Fields in which Indian Entrepreneurs Should Be Building Startups
It will be very presumptuous of me to specify the fields where an entrepreneur should focus as it defeats the spirit of entrepreneurship. However, I believe, Entrepreneurs in India should focus more on consumer service oriented products. What I mean by this is providing services but with a strong back-end for the service to provide the best user experience. Another area where there is lot or traction is building products as Software as a Service aka Cloud. This has definitely opened up new opportunities for companies to go global with operations in India. I would caution companies wanting to get into E-Commerce as the barrier for entry are very low and unless there is a real differentiator it is not scalable.
Thoughts on Being a First Angel
I am not really hung up on whether I am the first angel. My goal in investing in a company is to ensure the company is successful and do what is right for the company. However, I would like to be active in the companies I invest in and do my part in ensuring their success. This will ensure that I also get a good return on my investment.
Thoughts on Follow-on Investments
As an angel, I typically don’t reserve money for follow-on. There is a well-defined eco-system to raise the next round if the company is doing well and there is no point in you as an angel reaching deeper into your pockets as that will limit the number of companies you can invest in.
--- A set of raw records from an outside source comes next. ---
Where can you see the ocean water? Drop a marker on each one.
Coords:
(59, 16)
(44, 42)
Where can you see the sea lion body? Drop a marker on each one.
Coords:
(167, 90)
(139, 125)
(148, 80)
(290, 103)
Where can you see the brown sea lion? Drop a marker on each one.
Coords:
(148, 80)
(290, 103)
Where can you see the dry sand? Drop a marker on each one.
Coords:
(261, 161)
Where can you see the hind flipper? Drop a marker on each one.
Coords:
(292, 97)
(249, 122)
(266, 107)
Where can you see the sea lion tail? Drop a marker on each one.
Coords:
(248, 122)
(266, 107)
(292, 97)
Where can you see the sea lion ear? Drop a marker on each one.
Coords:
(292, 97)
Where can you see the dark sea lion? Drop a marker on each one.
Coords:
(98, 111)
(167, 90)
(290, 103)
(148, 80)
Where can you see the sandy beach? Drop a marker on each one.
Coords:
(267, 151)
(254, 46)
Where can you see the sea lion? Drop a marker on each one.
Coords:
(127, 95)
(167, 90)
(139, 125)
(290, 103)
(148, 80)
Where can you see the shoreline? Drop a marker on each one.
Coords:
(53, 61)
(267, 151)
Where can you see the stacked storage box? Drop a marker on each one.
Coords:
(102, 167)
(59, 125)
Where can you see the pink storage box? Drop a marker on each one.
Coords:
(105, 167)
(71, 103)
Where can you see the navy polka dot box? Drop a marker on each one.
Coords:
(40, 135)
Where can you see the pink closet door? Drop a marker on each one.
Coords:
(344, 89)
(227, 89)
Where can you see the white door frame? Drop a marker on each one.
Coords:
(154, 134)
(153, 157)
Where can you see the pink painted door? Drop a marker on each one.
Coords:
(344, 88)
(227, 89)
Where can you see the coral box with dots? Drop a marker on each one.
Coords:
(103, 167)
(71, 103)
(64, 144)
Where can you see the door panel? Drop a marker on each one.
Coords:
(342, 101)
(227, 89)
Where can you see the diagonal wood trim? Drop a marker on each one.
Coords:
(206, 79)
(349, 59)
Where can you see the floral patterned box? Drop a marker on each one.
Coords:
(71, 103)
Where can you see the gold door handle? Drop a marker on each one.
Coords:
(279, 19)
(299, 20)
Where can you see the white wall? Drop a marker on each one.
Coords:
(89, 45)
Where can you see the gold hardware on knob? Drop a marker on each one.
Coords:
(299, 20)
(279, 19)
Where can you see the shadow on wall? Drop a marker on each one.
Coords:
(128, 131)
How Much to Offer an Angel Investor
I firmly believe that entrepreneurs in addition to raising cash should also look at who can add value to their company. Building a company is easier said than done and you need all the help you can get. If you get lousy investors who interfere in your daily operations, there is no fun in running the company. So in terms of board seat, I believe the entrepreneurs should look for investors who can add value outside of financing.
Entrepreneurs need to realize that the investors are taking a big risk in putting their money and should be ready to part with their company. Unfortunately, this comes only with maturity. Most entrepreneurs think they are being cheated as they feel they are taking all the risk. Only when they come to the other side of the table, they will realize that the person writing the check is also taking as much risk as the entrepreneurs. It is just that it is different kind of risk! It is important to make the entrepreneurs understand this so that they feel comfortable in parting with their company.